Vor einigen Tagen hat Künstler Raymond Chataira seine Koffer und Kisten gepackt und ist zurück in seine Heimat Zimbabwe geflogen. 90 Tage hat er in Witten gewirkt und auf Schloss Steinhausen einen Zoo aus Stahltieren zurückgelassen. Die riesigen Skulpturen sorgen für Aufmerksamkeit: An den Wochenenden pilgern viele Besucher ins Muttental, um sich mit den Schrottkolossen fotografieren zu lassen.
Von „Selfie-Tourismus“ möchte Bastian Müller-Mühlinghaus, Chef der dort ansässigen Galerie Shona-Art, nicht sprechen, aber dass es „regelrechte Happenings“ auf dem Parkplatz vorm Schloss gibt, bestätigt er. Bei näherer Betrachtung muss man sagen: zu Recht! Chatairas Skulpturen wirken ungewohnt, raffiniert gemacht, inmitten der Landschaft beeindruckend. Aus Schrottteilen hat Raymond Chataira ein Pferd, Giraffen, Elefanten, Stiere oder ein Nashorn zusammengeschweißt.
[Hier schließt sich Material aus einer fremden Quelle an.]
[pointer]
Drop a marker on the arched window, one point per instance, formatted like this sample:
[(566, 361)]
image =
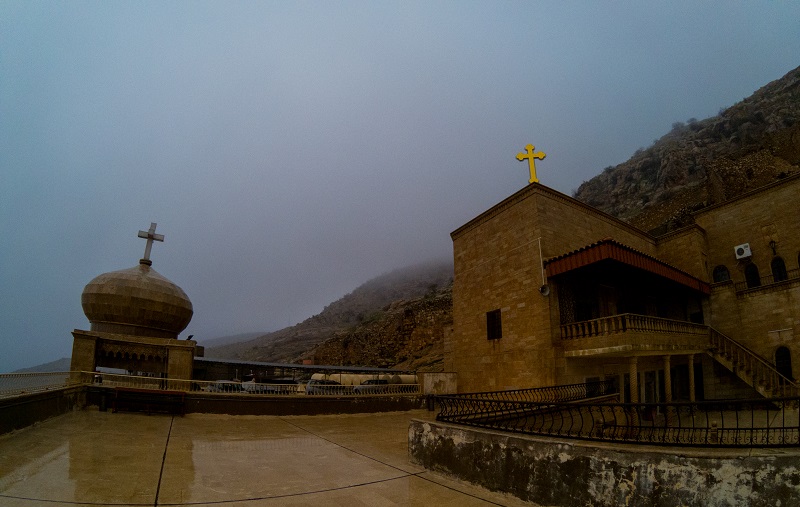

Woraus die Figuren genau bestehen, ergründet sich beim näheren Hinsehen: Radkappen, Schutzbleche, Bremsscheiben, Fahrradritzel, eine Kupplung, Werkzeuge oder Besteck. Manche Metall-Silhouette glänzt noch silbrig wie bei dem gerade erst fertiggestellten Pferd. Oder sie hat bereits eine rostige Patina angesetzt, wie bei einem knubbeligen Elefantenbullen.
Schrottteile aus Afrika mitgebracht
Galerist Bastian Müller-Mühlinghaus hatte die Arbeiten des Künstlers im Winter bei einer Zimbabwe-Reise entdeckt und ihn für einen Arbeitsaufenthalt in Witten eingeladen. In dem südafrikanischen Land ist Raymond Chataira bereits ein bekannter Künstler, seine Skulpturen stehen zum Beispiel an vielen Tankstellen. Im April reiste der Mittdreißiger an, zum ersten Mal entdeckte er Europa. Im Gepäck hatte er einige „kleinere“ Tierskulpturen, so groß, dass sie gerade eben in einen Überseecontainer passten. Und sortierte Schrottteile, denn wer weiß, ob es so etwas in einem Industrieland überhaupt gibt?
Wie häufig sieht man Witten auf Instagram?
Die „Instagramability“ bewertet, wie gut sich die Stadt in dem sozialen Netzwerk Instagram darstellt. Unter dem #Witten wurden auf Instagram 131.620 Fotos gepostet (in Bochum 796.864, und in Dortmund 3.263.840).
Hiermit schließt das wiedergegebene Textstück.